Title: Efficient Inter-Process Communication Mechanisms for Data-Centric Computing

 

Date: December 16, 2025

Time: 9:30 AM – 11:30 AM (EST)

Location: KACB 3100 or https://gatech.zoom.us/j/2198386303

 

Committee:

Dr. Ada Gavrilovska (Advisor), Georgia Institute of Technology

Dr. Alexandros Daglis, Georgia Institute of Technology

Dr. Hyesoon Kim, Georgia Institute of Technology

Dr. Nam Sung Kim, University of Illinois, Urbana-Champaign

Dr. Francisco Romero, Georgia Institute of Technology

 

Abstract:

Modern data-intensive applications, ranging from large-scale analytics pipelines to multimodal AI inference systems, are increasingly constrained by the overhead of transferring and managing large volumes of intermediate data across complex memory hierarchies. While emerging hardware innovations, such as programmable memory engines, offer potential solutions, existing Inter-Process Communication (IPC) mechanisms remain rigid and CPU-centric, failing to adapt to dynamic workload behaviors or leverage these architectural advances effectively. This thesis explores how IPC services can be redesigned to overcome these limitations, proposing a new class of adaptive IPC mechanisms that integrate architecture-level advances with system-level flexibility.

 

First, the thesis introduces Pocket, a resource-aware IPC system designed to enable efficient split-architecture deployments.

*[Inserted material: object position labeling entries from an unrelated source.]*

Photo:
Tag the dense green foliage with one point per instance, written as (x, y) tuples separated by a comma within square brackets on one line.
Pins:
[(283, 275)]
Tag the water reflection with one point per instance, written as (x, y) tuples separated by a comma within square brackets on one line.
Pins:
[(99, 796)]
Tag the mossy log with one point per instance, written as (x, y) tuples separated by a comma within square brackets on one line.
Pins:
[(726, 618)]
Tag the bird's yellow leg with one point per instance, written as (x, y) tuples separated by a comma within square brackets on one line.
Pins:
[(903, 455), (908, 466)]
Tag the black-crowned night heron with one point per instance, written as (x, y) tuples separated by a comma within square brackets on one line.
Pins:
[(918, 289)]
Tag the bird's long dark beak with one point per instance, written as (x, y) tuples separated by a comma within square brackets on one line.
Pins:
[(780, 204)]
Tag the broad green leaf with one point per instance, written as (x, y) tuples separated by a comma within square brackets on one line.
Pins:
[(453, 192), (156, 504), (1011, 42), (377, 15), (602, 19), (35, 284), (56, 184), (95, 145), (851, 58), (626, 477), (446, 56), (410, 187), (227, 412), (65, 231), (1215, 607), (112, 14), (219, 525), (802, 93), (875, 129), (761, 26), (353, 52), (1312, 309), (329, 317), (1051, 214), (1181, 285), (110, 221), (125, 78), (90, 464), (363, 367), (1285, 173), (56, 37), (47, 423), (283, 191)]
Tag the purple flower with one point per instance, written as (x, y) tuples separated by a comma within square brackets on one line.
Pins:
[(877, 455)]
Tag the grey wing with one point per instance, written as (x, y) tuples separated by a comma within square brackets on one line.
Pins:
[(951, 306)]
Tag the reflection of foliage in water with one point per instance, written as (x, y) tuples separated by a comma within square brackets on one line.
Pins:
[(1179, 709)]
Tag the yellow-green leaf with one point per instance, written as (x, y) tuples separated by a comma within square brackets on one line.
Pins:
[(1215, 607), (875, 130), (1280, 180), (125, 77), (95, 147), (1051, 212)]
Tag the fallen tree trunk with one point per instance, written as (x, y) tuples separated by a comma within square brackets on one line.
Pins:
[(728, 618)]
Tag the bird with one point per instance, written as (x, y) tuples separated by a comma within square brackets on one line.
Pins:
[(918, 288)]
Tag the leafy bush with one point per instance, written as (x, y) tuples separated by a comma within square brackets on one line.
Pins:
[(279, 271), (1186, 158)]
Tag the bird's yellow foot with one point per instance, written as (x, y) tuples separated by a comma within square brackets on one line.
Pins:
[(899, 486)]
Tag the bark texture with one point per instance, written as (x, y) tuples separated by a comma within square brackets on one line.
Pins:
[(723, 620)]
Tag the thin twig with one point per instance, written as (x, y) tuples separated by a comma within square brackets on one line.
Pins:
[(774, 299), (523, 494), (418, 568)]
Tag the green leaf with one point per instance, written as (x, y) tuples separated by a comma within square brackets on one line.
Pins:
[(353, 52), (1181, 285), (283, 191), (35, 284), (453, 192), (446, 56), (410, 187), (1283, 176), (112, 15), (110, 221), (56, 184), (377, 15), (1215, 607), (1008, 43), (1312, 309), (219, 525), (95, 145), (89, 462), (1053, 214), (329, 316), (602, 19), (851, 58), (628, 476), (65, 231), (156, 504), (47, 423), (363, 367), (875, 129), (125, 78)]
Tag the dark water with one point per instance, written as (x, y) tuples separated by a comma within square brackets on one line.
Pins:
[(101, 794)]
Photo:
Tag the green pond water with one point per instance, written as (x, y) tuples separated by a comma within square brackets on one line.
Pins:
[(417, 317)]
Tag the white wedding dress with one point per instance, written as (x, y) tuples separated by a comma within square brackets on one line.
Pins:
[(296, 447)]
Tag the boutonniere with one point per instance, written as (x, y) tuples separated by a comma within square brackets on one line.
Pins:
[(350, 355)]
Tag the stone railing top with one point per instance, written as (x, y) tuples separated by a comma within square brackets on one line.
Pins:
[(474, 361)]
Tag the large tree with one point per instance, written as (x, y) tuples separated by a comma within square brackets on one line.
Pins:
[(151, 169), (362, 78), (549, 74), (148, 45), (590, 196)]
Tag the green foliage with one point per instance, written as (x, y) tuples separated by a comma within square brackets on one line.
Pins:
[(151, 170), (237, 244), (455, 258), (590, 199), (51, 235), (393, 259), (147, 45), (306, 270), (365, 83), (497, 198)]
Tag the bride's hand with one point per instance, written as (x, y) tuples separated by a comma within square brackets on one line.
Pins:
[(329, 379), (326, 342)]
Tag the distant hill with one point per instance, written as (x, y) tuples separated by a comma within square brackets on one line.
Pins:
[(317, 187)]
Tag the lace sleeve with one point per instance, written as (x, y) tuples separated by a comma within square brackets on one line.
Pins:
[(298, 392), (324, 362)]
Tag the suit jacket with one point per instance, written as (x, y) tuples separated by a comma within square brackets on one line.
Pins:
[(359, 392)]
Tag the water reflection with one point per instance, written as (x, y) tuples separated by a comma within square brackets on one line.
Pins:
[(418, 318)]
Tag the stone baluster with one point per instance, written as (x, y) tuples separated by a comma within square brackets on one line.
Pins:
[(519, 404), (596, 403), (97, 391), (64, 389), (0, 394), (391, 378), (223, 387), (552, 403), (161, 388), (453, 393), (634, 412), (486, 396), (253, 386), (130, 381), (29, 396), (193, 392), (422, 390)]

Addressing the ``boundary tax'' inherent in decoupled components, Pocket integrates lightweight resource management directly into the messaging interface. By allowing messages to carry resource expectations, Pocket enables just-in-time resource amplification and receiver-side adaptation. This design eliminates the performance penalties typically associated with isolation, effectively bridging the gap between monolithic efficiency and microservice flexibility.

 

Second, the thesis presents Rocket, a multi-backend IPC runtime that intelligently offloads memory copy operations to hardware accelerators (e.g., Intel DSA) or optimized kernel services. Unlike naive offloading approaches, which can degrade performance due to cache interference or synchronization overheads, Rocket employs a backend-aware strategy. It provides a suite of execution modes and hybrid polling mechanisms to determine when offloading is beneficial based on data volume, locality, and system noise, thereby maximizing computation-communication overlap in high-throughput pipelines.

 

Finally, the thesis proposes SkyRocket, a runtime-adaptive framework that optimizes IPC for heterogeneous data flows. Unlike static or naive configurations that apply a uniform strategy regardless of payload characteristics, SkyRocket leverages lightweight workload signatures to drive real-time adaptation. By dynamically switching between execution modes and backend strategies, it achieves adaptive control, ensuring that the IPC mechanism evolves in lockstep with the varying demands of multimodal applications. SkyRocket effectively narrows the performance gap between general-purpose IPC stacks and finely tuned, task-specific solutions.

 

Together, Pocket, Rocket, and SkyRocket demonstrate a practical and scalable path toward performance-aware IPC systems. By aligning IPC logic with modern hardware capabilities and application-level variability, this dissertation presents a comprehensive design space for efficient data movement in the era of hardware-accelerated, data-centric computing.